Maybe it’s the estrogen therapy, which, in addition to certain other physical changes, can redistribute facial fat and soften the skin, making one’s face appear more feminine.
Or maybe it’s just age. When young, my grandmother was a beautiful southern belle from Georgia, but I only remember her when she was older, closer to the age I am now.
Whatever the reason, I can’t help but smile over this newfound resemblance. It pleases me to think that maybe I’m growing into her loveliness.
With my father off at sea in the Navy much of the time, she helped raise my sister and me. We grew up in her house along with our mom, our grandfather and a couple of goofy uncles.
I have beloved memories of them all: my grandfather teaching me how to draw cartoons; my Uncle Dick teaching me how to cheat at Monopoly; and my Uncle Jack, the beatnik artist whose studio was in our basement and whose paintings gave me both a love of art and a source of income (I charged my friends a quarter each to see Jack’s many canvases of nudes.)
But my most beloved childhood memories are of my grandmother—the taste of her cooking; the sight of her coming home from her job at the bakery down the street; the songs she loved—Tennessee Ernie Ford’s “Old Rugged Cross” was one of her favorites and is still one of mine.
The harshest word I ever heard in that house was the sound of her scolding my beatnik uncle: “If you don’t shave off that darned goatee, I am going to make you start paying rent!” (People yelled at Jack with the same stern voice they usually reserved for yelling at me. How cool was that?)
And she loved taking us into New York City. We’d take the train to the Jersey City waterfront and the ferry across the Hudson to Lower Manhattan. As a little boy I would go out on deck beside her and watch Gotham loom before us as I stood clinging to her hips. Those maternal hips. I’ll never forget those hips.

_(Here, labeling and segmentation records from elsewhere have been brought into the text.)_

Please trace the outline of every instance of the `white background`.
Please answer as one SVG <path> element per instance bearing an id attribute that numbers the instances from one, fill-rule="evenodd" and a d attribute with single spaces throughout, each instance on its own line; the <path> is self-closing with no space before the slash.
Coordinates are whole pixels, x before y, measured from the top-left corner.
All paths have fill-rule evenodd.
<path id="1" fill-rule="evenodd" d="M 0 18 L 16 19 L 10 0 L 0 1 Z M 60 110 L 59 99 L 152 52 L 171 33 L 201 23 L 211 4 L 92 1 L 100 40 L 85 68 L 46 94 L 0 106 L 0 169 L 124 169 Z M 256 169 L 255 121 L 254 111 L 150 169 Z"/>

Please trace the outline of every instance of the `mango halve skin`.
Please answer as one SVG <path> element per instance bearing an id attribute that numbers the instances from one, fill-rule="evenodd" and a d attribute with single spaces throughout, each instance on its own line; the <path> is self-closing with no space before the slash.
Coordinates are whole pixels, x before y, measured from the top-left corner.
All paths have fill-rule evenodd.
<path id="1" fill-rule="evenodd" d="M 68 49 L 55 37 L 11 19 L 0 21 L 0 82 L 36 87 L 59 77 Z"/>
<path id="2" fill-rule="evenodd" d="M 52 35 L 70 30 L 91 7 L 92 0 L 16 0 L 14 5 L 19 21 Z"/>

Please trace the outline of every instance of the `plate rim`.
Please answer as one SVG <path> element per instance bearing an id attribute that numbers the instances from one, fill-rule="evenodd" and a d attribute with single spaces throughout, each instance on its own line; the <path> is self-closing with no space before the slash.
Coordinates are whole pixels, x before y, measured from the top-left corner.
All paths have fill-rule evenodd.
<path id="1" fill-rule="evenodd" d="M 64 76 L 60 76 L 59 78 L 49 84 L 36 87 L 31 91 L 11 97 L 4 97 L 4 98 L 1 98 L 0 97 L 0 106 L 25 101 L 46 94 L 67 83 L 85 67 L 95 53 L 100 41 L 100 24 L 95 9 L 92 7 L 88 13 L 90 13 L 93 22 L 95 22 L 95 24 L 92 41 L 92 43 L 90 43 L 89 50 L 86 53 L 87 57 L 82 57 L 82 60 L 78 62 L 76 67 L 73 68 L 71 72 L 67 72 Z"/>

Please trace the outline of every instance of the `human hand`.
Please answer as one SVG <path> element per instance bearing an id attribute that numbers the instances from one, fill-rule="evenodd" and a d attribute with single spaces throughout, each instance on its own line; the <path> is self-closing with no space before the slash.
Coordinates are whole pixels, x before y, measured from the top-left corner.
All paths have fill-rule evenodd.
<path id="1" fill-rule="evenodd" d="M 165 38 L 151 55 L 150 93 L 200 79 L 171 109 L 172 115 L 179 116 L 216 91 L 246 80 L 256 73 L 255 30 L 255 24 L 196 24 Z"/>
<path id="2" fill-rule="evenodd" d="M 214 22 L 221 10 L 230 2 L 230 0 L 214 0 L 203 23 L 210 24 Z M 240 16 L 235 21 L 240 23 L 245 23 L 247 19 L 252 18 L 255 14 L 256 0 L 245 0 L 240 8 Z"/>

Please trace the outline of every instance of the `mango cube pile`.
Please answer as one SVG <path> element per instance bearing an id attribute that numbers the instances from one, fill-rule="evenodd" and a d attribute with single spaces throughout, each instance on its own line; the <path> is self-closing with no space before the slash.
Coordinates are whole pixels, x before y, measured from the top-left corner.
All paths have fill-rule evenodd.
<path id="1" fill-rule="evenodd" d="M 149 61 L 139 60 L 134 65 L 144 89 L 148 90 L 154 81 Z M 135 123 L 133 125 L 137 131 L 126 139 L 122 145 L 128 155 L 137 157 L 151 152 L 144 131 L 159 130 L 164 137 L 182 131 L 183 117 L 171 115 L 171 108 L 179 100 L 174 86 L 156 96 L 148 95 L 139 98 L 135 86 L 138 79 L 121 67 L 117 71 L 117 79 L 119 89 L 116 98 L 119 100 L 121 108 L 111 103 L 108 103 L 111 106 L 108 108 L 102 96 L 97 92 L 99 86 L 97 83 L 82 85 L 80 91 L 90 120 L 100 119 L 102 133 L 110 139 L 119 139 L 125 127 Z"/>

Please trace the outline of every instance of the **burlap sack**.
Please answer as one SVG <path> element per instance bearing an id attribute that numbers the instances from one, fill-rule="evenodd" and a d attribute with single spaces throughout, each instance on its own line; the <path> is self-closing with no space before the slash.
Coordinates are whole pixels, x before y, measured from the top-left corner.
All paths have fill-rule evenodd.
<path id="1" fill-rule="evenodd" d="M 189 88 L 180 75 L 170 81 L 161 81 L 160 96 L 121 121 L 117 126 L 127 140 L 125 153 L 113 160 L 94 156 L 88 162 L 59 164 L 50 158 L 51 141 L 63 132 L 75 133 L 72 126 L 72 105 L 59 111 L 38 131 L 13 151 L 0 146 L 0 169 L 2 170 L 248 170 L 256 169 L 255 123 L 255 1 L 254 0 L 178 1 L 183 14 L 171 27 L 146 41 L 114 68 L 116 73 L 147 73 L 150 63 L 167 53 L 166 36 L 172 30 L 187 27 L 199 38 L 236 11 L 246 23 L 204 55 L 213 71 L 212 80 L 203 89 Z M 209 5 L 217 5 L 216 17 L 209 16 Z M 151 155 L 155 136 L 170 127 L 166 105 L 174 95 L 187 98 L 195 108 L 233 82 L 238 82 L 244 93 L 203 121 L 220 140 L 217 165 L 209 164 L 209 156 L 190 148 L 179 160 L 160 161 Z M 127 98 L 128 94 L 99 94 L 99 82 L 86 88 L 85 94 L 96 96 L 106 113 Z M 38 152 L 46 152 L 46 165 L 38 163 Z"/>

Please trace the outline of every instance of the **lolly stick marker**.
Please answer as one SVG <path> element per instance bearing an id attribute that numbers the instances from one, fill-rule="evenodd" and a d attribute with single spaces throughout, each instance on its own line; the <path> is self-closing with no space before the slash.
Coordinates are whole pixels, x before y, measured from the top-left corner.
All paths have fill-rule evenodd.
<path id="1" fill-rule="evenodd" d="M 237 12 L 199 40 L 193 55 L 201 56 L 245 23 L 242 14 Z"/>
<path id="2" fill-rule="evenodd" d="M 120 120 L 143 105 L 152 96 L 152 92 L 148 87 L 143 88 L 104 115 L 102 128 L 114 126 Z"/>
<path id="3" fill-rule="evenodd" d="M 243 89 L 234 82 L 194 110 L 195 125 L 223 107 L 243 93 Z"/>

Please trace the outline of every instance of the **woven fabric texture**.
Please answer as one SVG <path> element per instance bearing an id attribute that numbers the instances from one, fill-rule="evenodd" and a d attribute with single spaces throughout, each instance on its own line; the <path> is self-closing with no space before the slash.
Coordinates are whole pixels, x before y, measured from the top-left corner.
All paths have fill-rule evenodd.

This maternal thing seems strong in me.
[Coming Out: How to cross a desert and coming out as myself]
When my first child was born, I felt intense envy for his mother’s physical bond to our new son before he was even born.
Freud talks about penis envy — which is the stupidest idea ever had by a brilliant man. (He concludes that because female psychology is based on envy, women are incapable of a sense of justice. QED, right? RBG anyone? It’s hard not to suspect that Freud arrived at this misogynistic conclusion first and then conveniently “discovered” a psychological rationale for it.)
I suffered from womb envy. I craved that immediate, unmediated physical connection to my child. When his mother and I split up years later (by which time we’d had our second son), I took custody of our two boys. I couldn’t bear the thought of them growing up without me. Or me without them.
When I was a single parent, my second oldest son — as sweet and as terrible a boy as ever walked the earth — brought me home a Mother’s Day gift from school. You could hear me swoon.
As teenagers, the kids would sometimes come home with their dates after a movie or a dance and I’d be up cooking them some elaborate late night snack — some mac and cheese or nachos or a couple of burgers. We joked that I wasn’t their father; I was their Italian grandmother.
Many a truth…
This maternal thing may be as close as I can come to defining what seems feminine in my nature. My mom was a little wild and loved having fun, and I loved her dearly. But she was not terribly maternal. I got that in abundance from my grandmother.
A few months ago I came out confidentially to a dear friend, and when I told her I was going on estrogen therapy, she jokingly asked if I wanted breasts.
“Breasts? No, not so much. Hips. Give me hips. I want some hips.”
• Jane Hale spent her first 69 years writing as Jim. She is a longtime Juneau resident. “Coming Out” is a biweekly column. It appears on the Empire’s Neighbors page.